PSALM President Irene Joy B. Garcia
PSALM President Irene Joy B. Garcia said that is a major bargaining chip that the government will set on the table with the property developer to allow the construction of a building that will house energy-related government offices – like the NPC, PSALM and the Energy Regulatory Commission.
“We will move them to that building, the ‘Power Center’ that will be constructed, that’s where we will put them,” she said.
The template for that arrangement, she said, was how it was done at the Fort Bonifacio Global City in Taguig where there are certain buildings allotting free space for government offices.
“At BGC, the way they did it, they computed the floor area of the government offices that they will need the offices for. Then they made it free rent for government offices, and then the private entity will put the capital to construct the building, then beyond those allotted for government offices, they can rent out the rest of the floors,” she explained.
PSALM is now sorting out the terms for the engagement of a third party consultant that will draw up the design concept for the privatization of the Napocor complex.
“We will have first to do the design concept and then the master planning before we bid out the privatization,” Garcia said.
The PSALM chief executive went on to say that whoever wins in the bidding for the design concept, that entity will be given three months to prepare and finalize the design of the propounded mixed-use commercial developments of the NPC property.
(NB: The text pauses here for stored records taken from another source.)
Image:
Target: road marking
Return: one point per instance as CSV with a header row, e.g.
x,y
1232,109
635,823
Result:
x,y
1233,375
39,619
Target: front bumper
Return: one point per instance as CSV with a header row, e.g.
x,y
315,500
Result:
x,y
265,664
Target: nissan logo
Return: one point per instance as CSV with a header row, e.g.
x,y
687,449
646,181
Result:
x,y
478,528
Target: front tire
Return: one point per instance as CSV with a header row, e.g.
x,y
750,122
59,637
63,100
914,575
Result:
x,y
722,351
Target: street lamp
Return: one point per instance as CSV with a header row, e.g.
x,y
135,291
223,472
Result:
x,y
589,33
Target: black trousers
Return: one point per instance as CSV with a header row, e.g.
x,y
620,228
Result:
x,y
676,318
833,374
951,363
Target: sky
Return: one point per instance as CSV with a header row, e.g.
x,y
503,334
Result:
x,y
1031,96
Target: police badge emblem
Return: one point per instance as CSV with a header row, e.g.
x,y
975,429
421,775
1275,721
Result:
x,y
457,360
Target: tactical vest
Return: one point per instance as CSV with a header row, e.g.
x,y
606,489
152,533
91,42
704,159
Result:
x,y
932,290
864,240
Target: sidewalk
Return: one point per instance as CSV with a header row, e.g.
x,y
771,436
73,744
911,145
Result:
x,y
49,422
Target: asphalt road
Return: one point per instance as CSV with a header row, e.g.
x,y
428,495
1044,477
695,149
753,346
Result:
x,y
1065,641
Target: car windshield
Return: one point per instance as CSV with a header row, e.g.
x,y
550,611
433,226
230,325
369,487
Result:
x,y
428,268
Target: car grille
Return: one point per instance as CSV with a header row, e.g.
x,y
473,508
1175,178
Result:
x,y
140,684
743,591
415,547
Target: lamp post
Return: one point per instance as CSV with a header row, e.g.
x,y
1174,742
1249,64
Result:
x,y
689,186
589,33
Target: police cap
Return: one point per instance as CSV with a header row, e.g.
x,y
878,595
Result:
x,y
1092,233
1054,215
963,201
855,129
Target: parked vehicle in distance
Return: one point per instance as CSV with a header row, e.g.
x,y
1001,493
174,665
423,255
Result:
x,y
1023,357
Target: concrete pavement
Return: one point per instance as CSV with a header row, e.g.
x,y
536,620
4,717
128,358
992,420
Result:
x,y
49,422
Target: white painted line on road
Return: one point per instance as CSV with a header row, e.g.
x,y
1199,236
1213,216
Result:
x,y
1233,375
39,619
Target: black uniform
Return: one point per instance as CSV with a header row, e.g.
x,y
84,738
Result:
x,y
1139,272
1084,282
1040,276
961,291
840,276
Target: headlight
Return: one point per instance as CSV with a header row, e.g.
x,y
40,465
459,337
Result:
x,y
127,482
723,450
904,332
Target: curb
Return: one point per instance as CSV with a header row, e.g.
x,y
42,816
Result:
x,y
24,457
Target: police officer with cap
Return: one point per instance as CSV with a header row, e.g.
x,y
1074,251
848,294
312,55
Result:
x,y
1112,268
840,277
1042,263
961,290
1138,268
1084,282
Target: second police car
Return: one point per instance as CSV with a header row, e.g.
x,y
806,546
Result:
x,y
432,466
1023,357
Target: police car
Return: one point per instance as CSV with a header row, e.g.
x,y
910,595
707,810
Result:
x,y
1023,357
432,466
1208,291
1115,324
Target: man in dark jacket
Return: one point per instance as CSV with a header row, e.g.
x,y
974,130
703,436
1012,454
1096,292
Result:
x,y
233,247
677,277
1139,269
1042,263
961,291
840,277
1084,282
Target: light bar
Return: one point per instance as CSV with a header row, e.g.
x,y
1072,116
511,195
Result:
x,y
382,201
At this stage, she indicated that the preferred mode of privatization is a joint venture (JV) – meaning, PSALM will have to partner with a private sector property developer – instead of pursuing an outright sale of that piece of government real estate asset.
“It’s not necessarily just selling it out as a property, it could be like a joint venture of some form with the private entity, the one that will construct the building…so it could be like a joint venture arrangement, we have to study what is the most optimal way that we can generate the most proceeds,” Garcia stressed.
For share of revenues that will flow, she noted that PSALM will do the collections throughout its remaining corporate life or until 2026, then it will turn over everything to the national government at the cessation of its existence.
“Based on the rules of the EPIRA (Electric Power Industry Reform Act), after the life of PSALM, we will have to turn over everything to the national government. What we just want to make sure is we will try to optimize whatever we can do in the next eight years and then we’ll turn it over to the government,” she expounded.